Track pipeline performance weekly:
- **Enrichment latency**: Target <30 seconds from alert trigger to enriched output
- **API success rate**: Target >99% (identify rate limit or outage events)
- **True positive rate**: Track analyst overrides of automated confidence scores
- **Cost**: Track API call volume against budget (VT Enterprise: $X per 1M lookups)

## Key Concepts

| Term | Definition |
|------|-----------|
| **SOAR** | Security Orchestration, Automation, and Response — platform for automating security workflows and integrating disparate tools |
| **Enrichment Playbook** | Automated workflow sequence that adds contextual intelligence to raw security events |
| **Rate Limiting** | API provider restrictions on request frequency (e.g., VT free: 4 requests/minute); pipelines must respect these limits |
| **Composite Confidence Score** | Single score aggregating signals from multiple enrichment sources using weighted formula |
| **Fan-out Pattern** | Parallel execution of multiple enrichment queries simultaneously to minimize total enrichment latency |

## Tools & Systems

- **Cortex XSOAR (Palo Alto)**: Enterprise SOAR with 700+ marketplace integrations including VT, MISP, Shodan, and AbuseIPDB
- **Splunk SOAR (Phantom)**: SOAR platform with Python-based playbooks; native Splunk SIEM integration
- **Tines**: No-code SOAR platform with webhook-driven automation; cost-effective for smaller teams
- **TheHive + Cortex**: Open-source IR/enrichment platform with observable enrichment via Cortex analyzers

## Common Pitfalls

- **Blocking on enrichment latency**: If enrichment takes >5 minutes, analysts start working unenriched alerts, defeating the purpose.
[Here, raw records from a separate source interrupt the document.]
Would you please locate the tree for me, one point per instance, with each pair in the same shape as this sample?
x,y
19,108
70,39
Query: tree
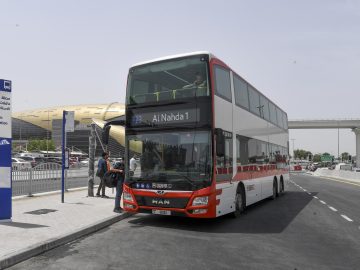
x,y
301,154
41,145
317,158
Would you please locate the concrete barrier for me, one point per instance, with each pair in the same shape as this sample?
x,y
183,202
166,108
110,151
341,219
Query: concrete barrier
x,y
338,174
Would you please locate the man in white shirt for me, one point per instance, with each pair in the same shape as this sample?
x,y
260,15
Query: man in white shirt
x,y
133,164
Set timeout limits and provide partial results.
- **No caching**: Querying the same IOC 50 times generates unnecessary API costs. Cache enrichment results for 24 hours by default.
- **Ignoring API failures silently**: Failed enrichment calls should be logged and trigger fallback logic, not silently produce empty results that appear as clean IOCs.
- **Automating blocks on enrichment score alone**: Composite scores contain false positives; require human confirmation for blocking decisions against shared infrastructure.